Our hives swarm every spring. They just get to big. Each hive has (2) 9 5/8. One hive body and the other for a large honey super and (1) 6 5/8 honey super. We have tried many cominations, including double hives to make room but they swarm anyway. If we see that they are working well all the way up in the 6 5/8, we add one more.


----------



## justgojumpit (May 5, 2003)

Try removing some of the honey laden frames from the upper deep hive body, and replacing it with an empty frame. Sometimes the bees get honeybound, and they have no more room to expand the brood nest. This might be why they are swarming. Perhaps, if the bees are not honey bound, you could wait until the hive starts getting congested, and then take only three frames for the split, without taking the queen. That would free up some space for the full hive, and give you a new hive that will grow thoughout the year. Don't expect honey from the split though, and you may need to feed it through the summer months when nectar can be in short supply.

justgojumpit


----------



## Dahc (Feb 14, 2006)

justgojumpit said:


> Try removing some of the honey laden frames from the upper deep hive body, and replacing it with an empty frame. Sometimes the bees get honeybound, and they have no more room to expand the brood nest. This might be why they are swarming. Perhaps, if the bees are not honey bound, you could wait until the hive starts getting congested, and then take only three frames for the split, without taking the queen. That would free up some space for the full hive, and give you a new hive that will grow thoughout the year. Don't expect honey from the split though, and you may need to feed it through the summer months when nectar can be in short supply.
> 
> justgojumpit


There are never really any honey laden frames, so to speak, in the upper 9 5/8. Many times in late spring, we may be able to get 4-6 full frames from them but the center 3-5 frames have a lot of brood in them, even after a swarm. If we try to take advantage of this and keep building up with honey supers and try to allow the hive to have two hive bodies, they wont do it for us...lol. They just work on one honey super above the 9 5/8's. We never get the amount of honey that others claim to get but we have nothing to hinder them like tracial mites, hive bettles or wax moths.
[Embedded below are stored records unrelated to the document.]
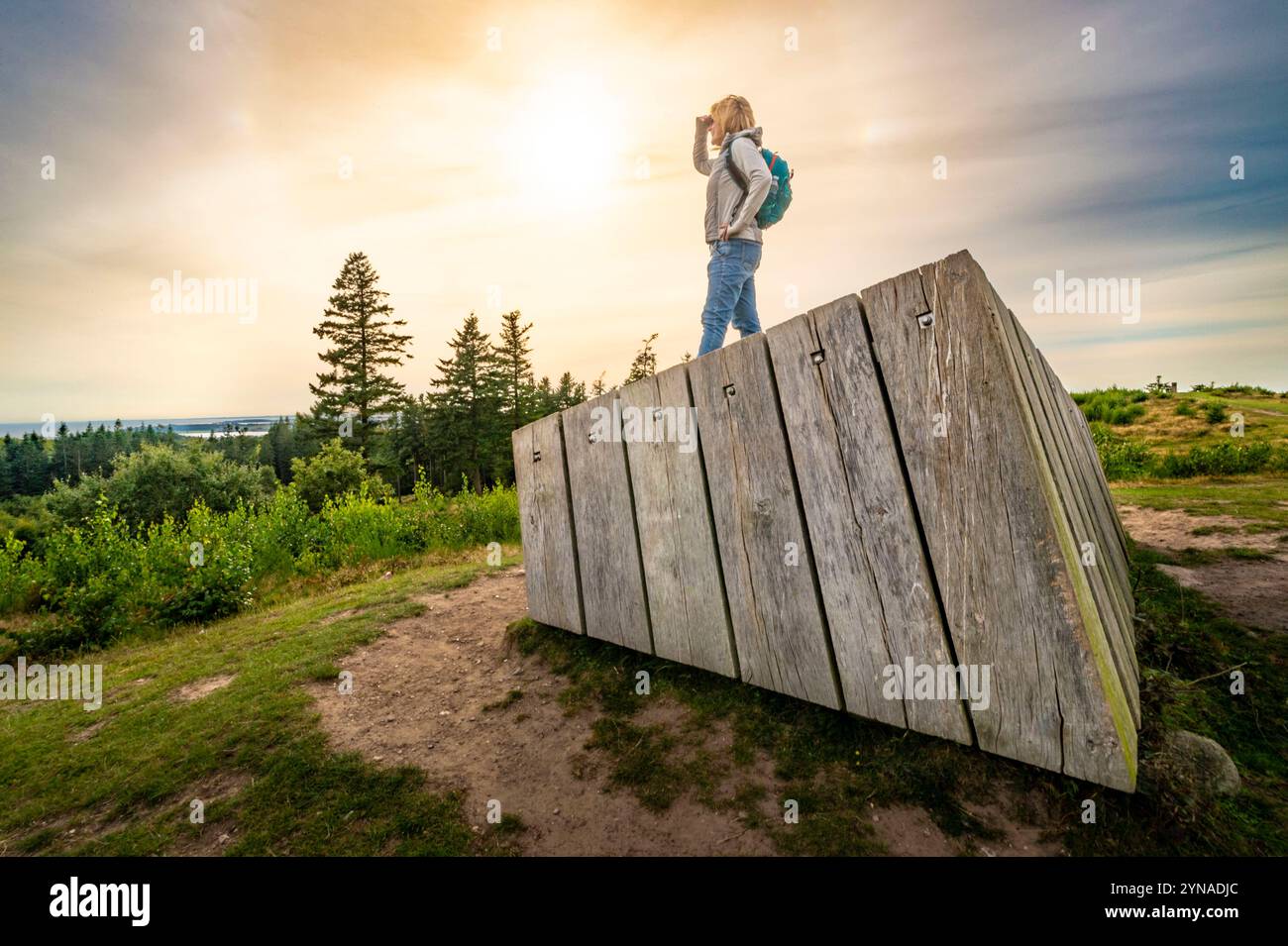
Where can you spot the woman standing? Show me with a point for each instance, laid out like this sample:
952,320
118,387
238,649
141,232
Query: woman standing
733,236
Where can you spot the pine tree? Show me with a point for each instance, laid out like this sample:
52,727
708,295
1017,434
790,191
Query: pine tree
645,362
515,368
468,425
570,391
359,326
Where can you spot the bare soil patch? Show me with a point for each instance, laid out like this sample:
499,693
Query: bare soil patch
201,687
1172,530
1252,591
421,696
443,691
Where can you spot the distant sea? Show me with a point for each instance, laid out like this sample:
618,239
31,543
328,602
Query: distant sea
253,425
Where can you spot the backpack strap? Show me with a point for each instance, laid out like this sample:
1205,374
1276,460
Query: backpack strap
738,176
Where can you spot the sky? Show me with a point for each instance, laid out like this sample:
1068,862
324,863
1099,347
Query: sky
537,156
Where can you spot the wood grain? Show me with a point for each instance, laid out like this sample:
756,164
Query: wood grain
545,516
682,567
986,495
612,580
773,602
876,585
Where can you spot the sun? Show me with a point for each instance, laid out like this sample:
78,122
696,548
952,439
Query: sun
563,145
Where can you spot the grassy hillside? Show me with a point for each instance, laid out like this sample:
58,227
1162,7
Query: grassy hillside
120,781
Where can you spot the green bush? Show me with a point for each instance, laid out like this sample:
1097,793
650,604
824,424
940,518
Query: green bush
159,480
89,572
1121,459
102,579
1215,412
20,577
333,473
1223,460
1117,405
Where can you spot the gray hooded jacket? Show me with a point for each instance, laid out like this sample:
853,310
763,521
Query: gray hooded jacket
724,196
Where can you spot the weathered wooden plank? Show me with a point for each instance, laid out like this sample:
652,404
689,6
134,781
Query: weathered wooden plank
764,550
1093,493
612,580
876,587
1004,560
1073,506
682,567
1081,434
545,517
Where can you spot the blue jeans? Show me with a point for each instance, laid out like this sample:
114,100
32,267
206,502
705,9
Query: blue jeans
730,291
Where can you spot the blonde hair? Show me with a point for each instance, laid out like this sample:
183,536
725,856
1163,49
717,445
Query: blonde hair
734,115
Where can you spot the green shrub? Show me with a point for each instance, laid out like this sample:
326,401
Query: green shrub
1222,460
197,572
102,579
20,577
1121,459
1117,405
160,480
333,473
89,572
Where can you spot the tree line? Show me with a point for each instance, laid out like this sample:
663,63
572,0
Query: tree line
455,433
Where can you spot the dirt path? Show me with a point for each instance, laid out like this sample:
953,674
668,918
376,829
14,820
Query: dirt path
420,695
433,692
1252,591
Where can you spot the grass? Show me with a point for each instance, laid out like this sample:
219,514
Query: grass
1190,418
1262,499
127,788
837,768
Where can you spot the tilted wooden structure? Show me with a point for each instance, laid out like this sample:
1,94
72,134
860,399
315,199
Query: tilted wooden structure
896,478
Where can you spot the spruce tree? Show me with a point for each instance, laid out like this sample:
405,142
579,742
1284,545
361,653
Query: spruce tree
468,424
645,362
359,325
515,368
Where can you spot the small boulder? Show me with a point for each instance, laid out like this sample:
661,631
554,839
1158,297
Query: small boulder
1192,768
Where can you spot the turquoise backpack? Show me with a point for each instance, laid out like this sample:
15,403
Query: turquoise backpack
780,197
They always swarm in mid-march but they are very quick about it. There may be two or three days that we notice extra activity outside the hive and then all of a sudden, there's a swarm popping around the property. Before that, it could be 60 degrees or it could be 40 degrees but most of the time, it is to cold to be checking out the hives.
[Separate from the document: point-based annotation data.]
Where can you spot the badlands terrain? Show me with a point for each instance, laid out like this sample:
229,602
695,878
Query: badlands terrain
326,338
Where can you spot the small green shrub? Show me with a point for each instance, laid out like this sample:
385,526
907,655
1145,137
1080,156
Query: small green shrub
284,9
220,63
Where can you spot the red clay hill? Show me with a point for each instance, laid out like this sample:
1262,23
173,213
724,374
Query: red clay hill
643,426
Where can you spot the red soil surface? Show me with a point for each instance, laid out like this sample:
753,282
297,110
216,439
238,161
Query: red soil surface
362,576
The sun hits the hives at 7:30-8am and then hives get shaded at about 5-6pm. There is a lot of agriculture in this area so they have access to plenty of nectar and pollen.


----------



## Hee Haw (Mar 23, 2006)

Hey Dahc,
You may want to start doing a reverse on your double brood hives in early spring, and when they move all the way back up in the top brood hive reverse them again. This usually takes about 2 and 1/2 weeks here for my bees to get back to the top of the brood hive. That way as the queen moves up to lay, you are allowing her more room to keep laying.
For so reason,if youve ever noticed the queen will not lay totally across on the bottom brood frames, this is where that Ive read according to the inventer,Mr. Miller years ago used a devise,called a slatted rack, that goes between the bottom of the brood hive and the bottom board. He claimed this gave the hive more ventalation, to prevent swarms and also claimed, that with the use of this devise the queen would lay from the very bottom of the frame all the way across and up. This piece of equipment never really caught on,but some sware by it, and Better Bee Supply sales them, listed as Slatted Rack.


----------